The fact that Tech Cores has taken steps towards optimizing their experience for various very different devices is no small feat for a homegrown news site and I give them major credit for how much they have accomplished.
Branding and Message
I’ve already ranted a little bit about how the site as a whole could be more unique from a branding perspective. Beyond the color scheme, there are other places that this same problem arises as well.
For starters, I’m not particularly fond of the logo:
I really don’t have much to say about it other than that it’s just not doing it for me. I can see an idea in there that could be turned into something really cool in the hands of a talented logo designer, but this has an amateur look to it that feels a little thrown together.
More importantly than even the logo is what your site tells me about itself. Imagine that I somehow stumble upon this site, what do I see? The word “tech” gives me a hint and I see lots of images of mobile phones, so do you review mobile apps? Upon closer inspection I find a Mac app review, though Mac OS is neither mentioned in the title nor on any of the associated tags.
My point is, don’t make me work for it, just tell me what’s up with this site. There’s a mile of empty space at the top just begging for a tagline of some kind. Even just inserting something into the browser’s page title bar would go a long way. For example, Gizmodo’s title bar says “Gizmodo, the Gadget Guide.”
This isn’t longwinded and overly targeted, it only uses a few well chosen words to tell me what all of the content on the site is focused on.
To wrap this up, I’d like to talk about some of the various, scattered usability-related issues that I have with the site and how it works.

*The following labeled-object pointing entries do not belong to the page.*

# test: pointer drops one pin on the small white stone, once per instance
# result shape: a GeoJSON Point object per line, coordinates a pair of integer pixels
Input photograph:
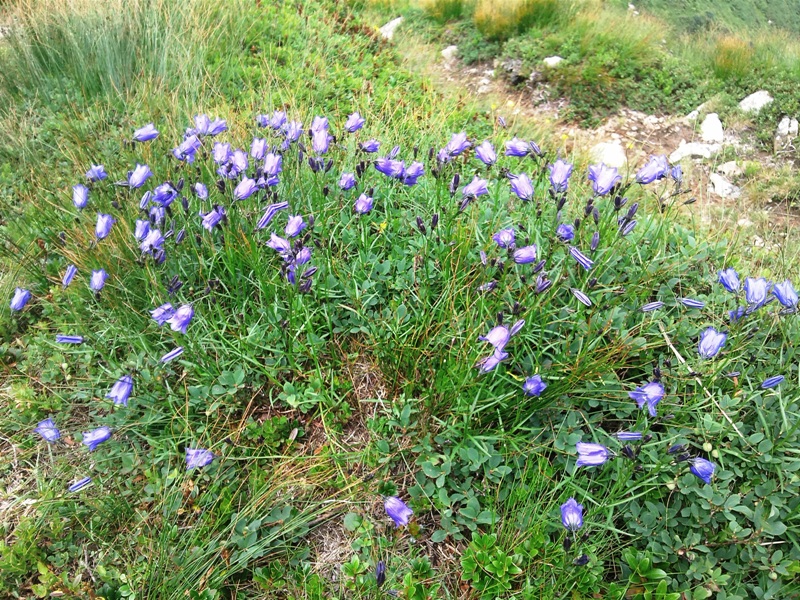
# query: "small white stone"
{"type": "Point", "coordinates": [694, 150]}
{"type": "Point", "coordinates": [387, 31]}
{"type": "Point", "coordinates": [552, 61]}
{"type": "Point", "coordinates": [722, 187]}
{"type": "Point", "coordinates": [730, 169]}
{"type": "Point", "coordinates": [449, 53]}
{"type": "Point", "coordinates": [711, 131]}
{"type": "Point", "coordinates": [755, 101]}
{"type": "Point", "coordinates": [610, 153]}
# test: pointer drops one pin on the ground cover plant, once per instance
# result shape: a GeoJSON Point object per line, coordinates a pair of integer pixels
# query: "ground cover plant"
{"type": "Point", "coordinates": [278, 338]}
{"type": "Point", "coordinates": [616, 57]}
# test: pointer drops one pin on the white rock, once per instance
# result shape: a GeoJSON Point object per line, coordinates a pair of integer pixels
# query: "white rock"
{"type": "Point", "coordinates": [694, 150]}
{"type": "Point", "coordinates": [610, 153]}
{"type": "Point", "coordinates": [711, 129]}
{"type": "Point", "coordinates": [730, 169]}
{"type": "Point", "coordinates": [387, 31]}
{"type": "Point", "coordinates": [722, 187]}
{"type": "Point", "coordinates": [756, 101]}
{"type": "Point", "coordinates": [783, 127]}
{"type": "Point", "coordinates": [449, 53]}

The site uses a lot of Ajax techniques, so content loads without feeling like a complete page refresh. This is sort of nice and sort of annoying at times due to problems that arise. For instance, if I go to the home page and click on one of the featured stories on the far right, then hit the back button, it gives me some random, generic post instead of actually taking me back to where I wanted to go.
I’m also not crazy about the main news feed. None of the text content is live and selectable, a trait which carries across to the pop up windows such as the About section. The feed also has no sort of hover effect or cursor change to indicate that anything in it is clickable.
Further, like it or not, users are going to expect the logo to be a second home page link. I clicked on it a dozen times over the course of this critique and was constantly frustrated by the fact that nothing happened.
Lastly, I think the “tip us” button is a little confusing. It might not be a big deal, but when I saw it, my brain instantly said “they’re asking for money” and I ignored it. Only after a second or third look did I notice that you were actually asking for tech related tips and not a donation of some kind.
To sum up, Tech Cores is a well structured tech news site that could use a lot of tweaking. That core architecture is often the most difficult part of a major redesign so I think from here, incremental changes won’t be as rough as they sound. Consider a facelift of color and texture, tinker with the media queries, and make sure the site has a clear brand, both aesthetically and from a messaging perspective.
Now that you’ve read my comments, pitch in and help out by giving the designer some further advice. Let us know what you think is great about the design and what you think could be stronger. As always, we ask that you also be respectful of the site’s designer and offer clear constructive advice void of any harsh insults.